Patentable/Patents/US-20250337948-A1

US-20250337948-A1

Inter Prediction Method and Apparatus in Video Coding System

PublishedOctober 30, 2025

Assigneenot available in USPTO data we have

Inventorsnot available in USPTO data we have

Technical Abstract

A video decoding method performed by a decoding apparatus includes the steps of: deriving control points (CP) for a current block; acquiring movement vectors for the CPs; deriving a sample unit movement vector in the current block on the basis of the acquired movement vectors; and deriving a prediction sample for the current block on the basis of the sample unit movement vector. According to the present invention, it is possible to effectively perform, through sample unit motion vectors, inter-prediction not only in a case where an image in the current block is plane-shifted but also in a case where there are various image distortions.

Patent Claims

Legal claims defining the scope of protection, as filed with the USPTO.

. A decoding apparatus for image decoding, the decoding apparatus comprising:

. An encoding apparatus for image encoding, the encoding apparatus comprising:

. An apparatus for transmitting data for an image, the apparatus comprising:

Detailed Description

Complete technical specification and implementation details from the patent document.

This application is a continuation of U.S. application Ser. No. 18/400,309, filed on Dec. 29, 2023, which is a continuation of U.S. application Ser. No. 17/957,916, filed on Sep. 30, 2022, now U.S. Pat. No. 11,902,569, which is a continuation of U.S. application Ser. No. 17/348,204, filed on Jun. 15, 2021, now U.S. Pat. No. 11,503,334, which is a continuation of U.S. application Ser. No. 16/773,958, filed on Jan. 27, 2020, now U.S. Pat. No. 11,122,290, which is a continuation of U.S. application Ser. No. 15/751,077, filed on Feb. 7, 2018, now U.S. Pat. No. 10,582,215, which is a National Stage application under 35 U.S.C. § 371 of International Application No. PCT/KR2016/007734, filed Jul. 15, 2016, which claims the benefit of U.S. Provisional Application No. 62/202,182, filed on Aug. 7, 2015. The disclosures of the prior applications are incorporated by reference in their entirety.

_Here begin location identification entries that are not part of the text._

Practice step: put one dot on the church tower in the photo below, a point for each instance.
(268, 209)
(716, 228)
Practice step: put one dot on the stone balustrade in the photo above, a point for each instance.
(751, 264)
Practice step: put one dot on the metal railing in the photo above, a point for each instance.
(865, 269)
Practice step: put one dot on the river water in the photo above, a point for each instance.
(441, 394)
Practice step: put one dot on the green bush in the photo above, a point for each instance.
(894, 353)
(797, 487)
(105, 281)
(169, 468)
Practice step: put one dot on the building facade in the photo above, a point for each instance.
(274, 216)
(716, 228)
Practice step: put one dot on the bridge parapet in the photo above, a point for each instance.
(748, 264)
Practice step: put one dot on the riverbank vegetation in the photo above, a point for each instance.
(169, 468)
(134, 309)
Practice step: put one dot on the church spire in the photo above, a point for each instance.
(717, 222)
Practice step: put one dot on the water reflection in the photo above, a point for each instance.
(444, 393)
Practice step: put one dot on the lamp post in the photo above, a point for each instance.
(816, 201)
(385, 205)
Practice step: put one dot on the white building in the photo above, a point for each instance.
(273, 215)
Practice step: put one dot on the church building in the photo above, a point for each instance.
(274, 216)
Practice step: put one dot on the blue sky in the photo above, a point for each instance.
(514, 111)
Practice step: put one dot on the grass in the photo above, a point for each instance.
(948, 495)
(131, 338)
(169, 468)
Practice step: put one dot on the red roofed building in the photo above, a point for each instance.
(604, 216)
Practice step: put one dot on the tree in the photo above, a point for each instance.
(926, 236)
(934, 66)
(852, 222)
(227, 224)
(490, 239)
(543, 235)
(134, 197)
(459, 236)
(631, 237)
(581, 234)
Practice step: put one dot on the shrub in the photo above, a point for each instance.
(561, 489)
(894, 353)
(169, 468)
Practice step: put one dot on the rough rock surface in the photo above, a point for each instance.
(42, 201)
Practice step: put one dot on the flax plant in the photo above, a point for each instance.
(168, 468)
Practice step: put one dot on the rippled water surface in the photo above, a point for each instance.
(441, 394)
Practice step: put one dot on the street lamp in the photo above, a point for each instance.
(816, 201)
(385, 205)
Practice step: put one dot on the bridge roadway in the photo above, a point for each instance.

The present invention relates to a video coding technology and, more particularly, to an inter-prediction method and apparatus in a video coding system.

Demand for high-resolution, high-quality images such as HD (High Definition) images and UHD (Ultra High Definition) images has been increasing in various fields. As the image data has high resolution and high quality, the amount of information or bits to be transmitted increases relative to the legacy image data. Therefore, when image data is transmitted using a medium such as a conventional wired/wireless broadband line or image data is stored using an existing storage medium, the transmission cost and the storage cost thereof are increased.

Accordingly, there is a need for a highly efficient image compression technique for effectively transmitting, storing, and reproducing information of high resolution and high quality images.

The present invention provides a method and a device for enhancing image coding efficiency.

Another technical purpose of the present invention is to provide an affine motion model based inter-prediction method and device.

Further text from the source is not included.